Anderson thanked her and hung up. She looked at the phone thoughtfully, calling up Muriel fully in her mind-another Irish colleen (but Muriel had the expected red hair) just now reaching the far edge of her prime, round-faced, green-eyed, full-breasted. Had she slept with Jim? Probably. Anderson felt a spark of jealousy-but not much of a spark. Muriel was okay. Just speaking to Muriel made her feel better-someone who knew who she was, who could think of her as a real person, not just as a customer on the other side of the counter in an Augusta hardware store or as someone to say how-do to over the mailbox. She was solitary by nature, but not monastic… and sometimes simple human contact had a way of fulfilling her when she didn't even know she needed to be fulfilled.

And she supposed she knew now why she had wanted to get in contact with Jim-talking with Muriel had done that, at least. The thing in the woods had stayed on her mind, and the idea that it was some sort of clandestine coffin had grown to a certainty. It wasn't writing she was restless to do; it was digging. She just hadn't wanted to do it on her own.

“Looks like I'll have to, though, Pete,” she said, sitting down in her rocker by the east window-her reading chair. Peter glanced at her briefly, as if to say Whatever you want, babe. Anderson sat forward, suddenly looking at Pete-really looking at him. Peter looked back cheerfully enough, tail thumping on the floor. For a moment it seemed there was something different about Peter… something so obvious she should be seeing it.

If so, she wasn't.

She settled back, opening her book-a master's thesis from the University of Nebraska, the most exciting thing about it the title: Range War and Civil War. She remembered thinking a couple of nights ago as her sister Anne would think: You're getting as funny in the head as Uncle Frank, Bobbi. Well… maybe.

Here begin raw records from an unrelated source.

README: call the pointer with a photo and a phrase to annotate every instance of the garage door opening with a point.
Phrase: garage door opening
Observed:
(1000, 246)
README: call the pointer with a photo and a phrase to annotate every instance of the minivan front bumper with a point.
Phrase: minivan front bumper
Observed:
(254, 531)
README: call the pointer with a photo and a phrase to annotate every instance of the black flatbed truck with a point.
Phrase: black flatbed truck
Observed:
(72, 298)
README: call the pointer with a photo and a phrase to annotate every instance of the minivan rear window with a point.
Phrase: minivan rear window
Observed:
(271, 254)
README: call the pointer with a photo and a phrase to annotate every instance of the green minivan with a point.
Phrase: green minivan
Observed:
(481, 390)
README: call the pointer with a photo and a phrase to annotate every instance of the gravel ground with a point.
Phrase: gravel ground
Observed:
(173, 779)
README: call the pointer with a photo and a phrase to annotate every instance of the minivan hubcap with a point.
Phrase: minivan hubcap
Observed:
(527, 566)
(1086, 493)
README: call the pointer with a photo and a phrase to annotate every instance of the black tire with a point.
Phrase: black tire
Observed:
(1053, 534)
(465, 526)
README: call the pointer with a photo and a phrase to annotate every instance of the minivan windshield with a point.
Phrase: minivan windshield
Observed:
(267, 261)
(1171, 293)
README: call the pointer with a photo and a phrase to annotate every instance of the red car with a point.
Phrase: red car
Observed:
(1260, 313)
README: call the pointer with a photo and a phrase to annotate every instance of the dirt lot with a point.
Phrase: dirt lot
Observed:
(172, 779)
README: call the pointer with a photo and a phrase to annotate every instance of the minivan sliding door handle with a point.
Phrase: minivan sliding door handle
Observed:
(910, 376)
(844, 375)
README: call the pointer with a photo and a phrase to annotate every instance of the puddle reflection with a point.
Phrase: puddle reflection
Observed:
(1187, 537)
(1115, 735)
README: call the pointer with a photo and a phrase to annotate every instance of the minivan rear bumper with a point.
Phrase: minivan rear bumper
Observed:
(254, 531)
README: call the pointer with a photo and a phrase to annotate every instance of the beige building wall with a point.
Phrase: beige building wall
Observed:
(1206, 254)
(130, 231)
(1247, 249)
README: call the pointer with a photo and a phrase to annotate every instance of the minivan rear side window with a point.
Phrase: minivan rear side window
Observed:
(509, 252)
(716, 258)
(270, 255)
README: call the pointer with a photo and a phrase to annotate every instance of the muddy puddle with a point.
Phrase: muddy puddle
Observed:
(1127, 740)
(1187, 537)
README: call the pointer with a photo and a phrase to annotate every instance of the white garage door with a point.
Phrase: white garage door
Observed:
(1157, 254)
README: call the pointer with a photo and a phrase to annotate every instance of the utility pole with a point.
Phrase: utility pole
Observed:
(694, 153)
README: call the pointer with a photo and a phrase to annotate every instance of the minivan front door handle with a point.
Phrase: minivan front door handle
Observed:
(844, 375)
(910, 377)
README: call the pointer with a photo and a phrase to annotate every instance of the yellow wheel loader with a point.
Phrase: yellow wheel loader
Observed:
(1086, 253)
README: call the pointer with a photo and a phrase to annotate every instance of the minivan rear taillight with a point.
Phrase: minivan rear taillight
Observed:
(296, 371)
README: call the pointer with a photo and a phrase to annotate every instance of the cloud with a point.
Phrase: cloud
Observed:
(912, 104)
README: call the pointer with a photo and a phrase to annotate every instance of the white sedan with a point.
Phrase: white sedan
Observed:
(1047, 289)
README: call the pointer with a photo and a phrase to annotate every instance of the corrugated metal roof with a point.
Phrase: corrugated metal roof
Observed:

Shortly she was deep into the thesis, making an occasional note on the legal pad she kept near. Outside, the rain continued to fall.

2

The following day dawned clear and bright and flawless: a postcard summer day with just enough breeze to make the bugs keep their distance. Anderson pottered around the house until almost ten o'clock, conscious of the growing pressure her mind was putting on her to get out there and dig it up, already. She could feel herself consciously pushing back against that urge (Orson Welles again We will dig up no body before its… oh, shut up, Orson). Her days of simply following the urge of the moment, a lifestyle that had once been catechized by the bald motto “If it feels good, do it,” were over. It had never worked well for her, that philosophy-in fact, almost every bad thing that had happened to her had its roots in some impulsive action. She attached no moral stigma to people who did live their lives according to impulse; maybe her intuitions just hadn't been that good.